Lignocellulose is essentially composed of cellulose and hemicellulose and is the most abundant natural resource in the nature. Cellulose is insoluble in water, fibrous, and tough. Cellulose is a long-chained substance composed of 10,000 to 15,000 glucose molecules. The glucose molecules of cellulose are linked together by β-1,4 glucosidic bonds, and the β-1,4 glucosidic bonds are bonded to each other by hydrogen bonds, thereby allowing cellulose to take on a close-knit meshy structure. Most creatures, including human beings, are unable to make good use of cellulose-containing substances and use it as a carbon source directly. As a result, the unusable cellulose-containing substances fall within the categories of major sources of wastes, and some of them even pose adverse effects. For example, grains contain lignocellulose which encloses starch and therefore forms aggregates, and in consequence it not only compromises fodder on which poultry and livestock feed but also causes environmental pollution.
Cellulose hydrolase is a collective term that refers to a group of hydrolases which are, through coordinated synergetic effects thereof, capable of converting insoluble cellulose into monosaccharides by hydrolysis such that cellulose can be readily available for use by biological creatures. Depending on the characteristics and mechanism of the enzymes, cellulose hydrolases are of three types. The first type of cellulose hydrolases are known as exo-cellulose hydrolases or cellobiohydrolase. The second type of cellulose hydrolases are known as endo-cellulose hydrolases. The third type of cellulose hydrolases are known as cellobiohydrolase. Cellulose hydrolase-containing additives are added to the fodder to effectively eliminate the nutrient-related barrier caused by cellulose.
In recent years, due to the high speed at which energy resources are exploited and global warming develops, biomass energy is regarded as one of the forms of renewable energy. Take bioethanol as an example, it is added to gasoline to reduce gasoline consumption. Cellulose, a product of polymerization of glucose, is the most abundant organic matter in the world. If cellulose is properly decomposed and utilized, it will not only become a source of a tremendously great amount of biomass energy but also prevent a food crisis which might otherwise arise from keen competition among human beings for foods. Normally, conversion of cellulose into ethanol takes place in three steps, that is, pretreatment, saccharification, and fermentation. Saccharification is aimed at decomposing cellulose into saccharides which can be fermented by microorganism. There are usually two ways of performing saccharification, namely acid hydrolysis and enzyme hydrolysis. Acid hydrolysis not only produces substances, such as furfural and p-hydroxybenzoic acid, which inhibit subsequent fermentation, but is also harmful to an operating worker and the environment. By contrast, enzyme hydrolysis is the preferred option.

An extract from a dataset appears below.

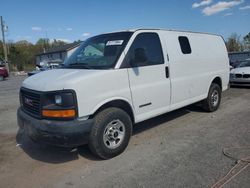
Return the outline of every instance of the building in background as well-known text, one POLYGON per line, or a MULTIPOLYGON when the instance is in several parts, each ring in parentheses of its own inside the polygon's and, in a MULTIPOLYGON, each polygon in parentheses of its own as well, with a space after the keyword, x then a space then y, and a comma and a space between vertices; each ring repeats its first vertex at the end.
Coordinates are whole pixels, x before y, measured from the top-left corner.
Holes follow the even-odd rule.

Enzyme-based saccharification requires a large amount of cellulose hydrolase. Therefore, cellulose hydrolase accounts for a major cost of bioethanol production. That is to say, a highly efficient cellulose hydrolase is the key to the development of the bioethanol industry. Orpinomyces sp. is a cellulose-utilizing strain that draws increasing attention in recent years. Compared with other microorganism present in the rumen, Orpinomyces sp. is of the least quantity; for example, Orpinomyces sp. accounts for 8% of the microorganism in the rumen of sheep. Nonetheless, Orpinomyces sp. is capable of high-efficiency cellulose decomposition. Orpinomyces sp. plays a particularly important role when a host feeds on fibrous fodder. In addition to its evolutionary advantages, Orpinomyces sp. is proved, by plenty of research results, to be capable of decomposing cellulose by cellulose hydrolase better than frequently used trichoderma fungi by several times to several thousand times. Hitherto, research has shown that absolute anaerobic fungi are capable of decomposing crystalline cellulose better than Trichoderma reesei QM9414 fungi widely studied and applied to industrial production. Hitherto, the role played by Orpinomyces sp. in the rumen has not yet been directly verified. However, Orpinomyces sp. manifests activity of various plant cell wall structure polysaccharide hydrolases in vitro, including exoglucanase, exoglucanase, beta-glucosidase, xylanase, xylosidase, and pectinase. This indicates that Orpinomyces sp. is equipped with an encompassing enzymatic system for decomposing plant cell wall structure polysaccharides. In addition to displaying highly specific activity toward a single substrate, plenty of cellulose hydrolases derived from Orpinomyces sp. nowadays are multifunction enzymes which not only decompose lignin, β-glucan, and various forms of cellulose, but also efficiently decompose plant residue composed of different constituents.